Aku sepakat, tanpa perlu banyak berdebat. Sayang sekali rasanya jika bepergian jauh, dengan biaya berlebih, dan seharian hanya harus berdiam diri di kamar akibat hujan. Aku merekomendasikan beberapa tempat di sekitaran ibukota. Dia juga. Kami berdiskusi memilih tempat yang bisa untuknya bermain tapi sekaligus juga untuk belajar. Tak ada yang lebih menyenangkan untuk orang tua ketika anak dapat meraih manfaat di setiap mainnya.
“Ini bagaimana?” ia memperlihatkan satu artikel yang berjudul Tiket Promo Dufan 2018. Aku menimbang-nimbang, memperhitungkan kesukaan anak kecil itu dan kebiasaannya beberapa waktu terakhir. Dufan bukan pilihan yang buruk. “Selain Dufan? Ada lagi? Kan sudah pernah kalau ke Dufan”aku meminta alternatif tempat. Yang ditanya menepuk dahinya. Lupa. Katanya.
Ada beberapa alternatif tempat serupa. Yang di sekitar ibukota atau pun yang di dekat rumah neneknya. Nama terakhir terpaksa dicoret karena baru beberapa bulan yang lalu kami ke sana. “Coba lihat harga tiket Jungleland,” kataku meminta tolong. Harga, bagaimanapun, menjadi salah satu poin penting untuk kupikirkan. Ia yang berulang tahun di tengah bulan memang kurang berjodoh dengan isi dompet yang sudah mulai menipis. “Ini,” beberapa daftar harga terlihat di layar lima koma lima inch miliknya. Termasuk potongan harga yang ada dari berbagai promo.
Kubandingkan dua tempat yang terpilih. Memilah mana yang lebih menarik –untuk anak kecil itu dan lebih murah –untuk kehidupan kami tiga minggu setelahnya.
“Bingung juga, ya.” Kataku sambil menggaruk kepala yang tidak gatal. “Lebih suka kemana ya dia?” tanyaku padanya.
“Kamu download dulu aja foto-fotonya. Minggu depan kita pulang, kita kasih lihat. Dia lebih suka yang mana.” Katanya memberi usul.
“Ide bagus.” Jawabku.
Aku mengambil satu batang rokok dari bungkusnya yang tergeletak.
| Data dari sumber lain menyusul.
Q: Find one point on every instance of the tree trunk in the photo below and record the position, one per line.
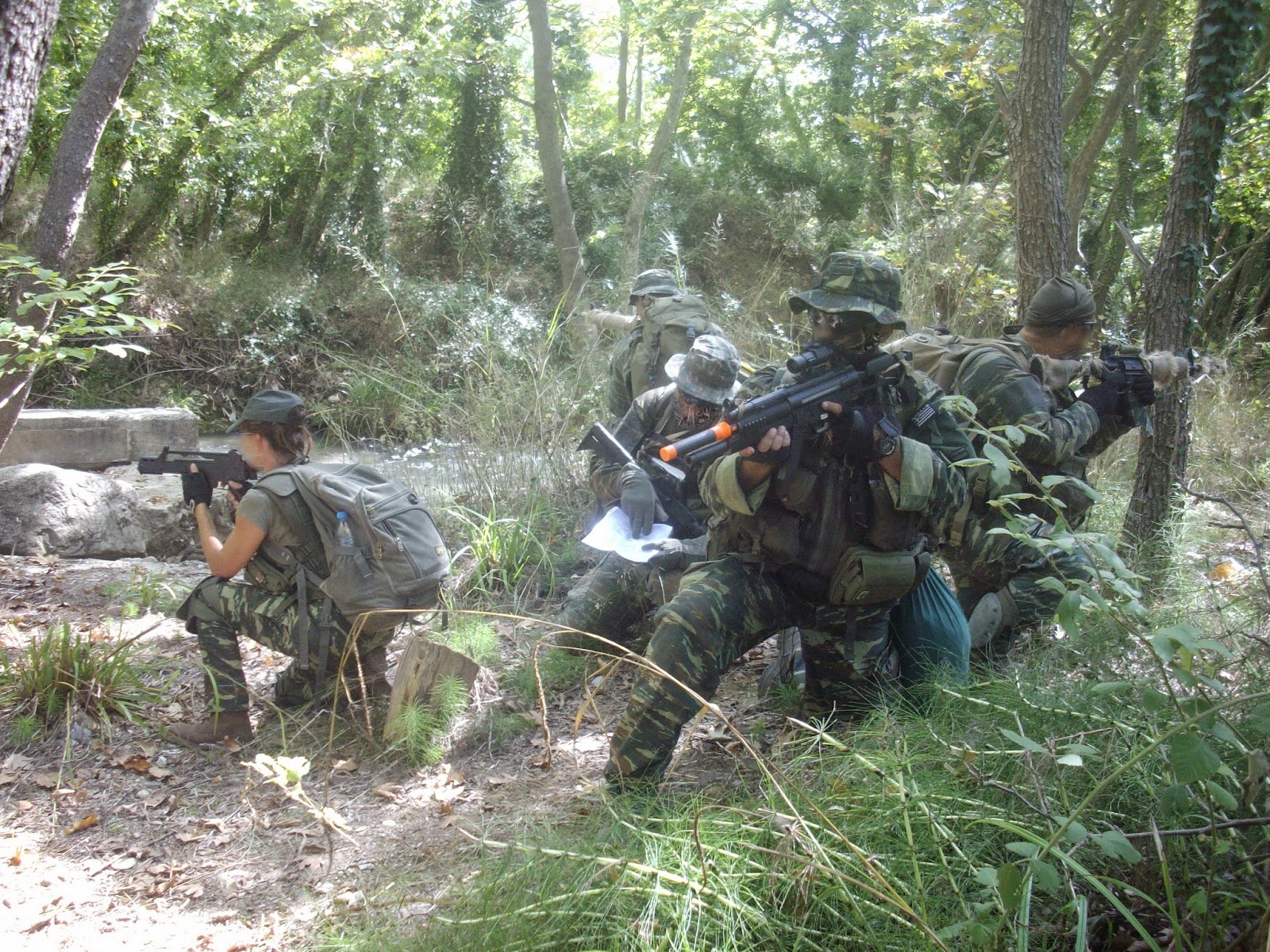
(552, 159)
(662, 143)
(1035, 130)
(1221, 46)
(73, 168)
(624, 55)
(73, 164)
(1081, 169)
(25, 36)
Diskusi serius tampaknya sudah selesai. Aku nyalakan, dan kuhembuskan pelan. Di luar, gerimis masih belum mau berhenti. Aku memandang kopi yang sudah dingin akibat ditinggal ngobrol yang cukup lama. Ia melihat ke arahku. Tersenyum. “Sebentar, aku bikinin lagi” katanya mengerti tanpa perlu kuberi kode.
Aku tersenyum. Dasar istri idaman. Kataku dalam hati.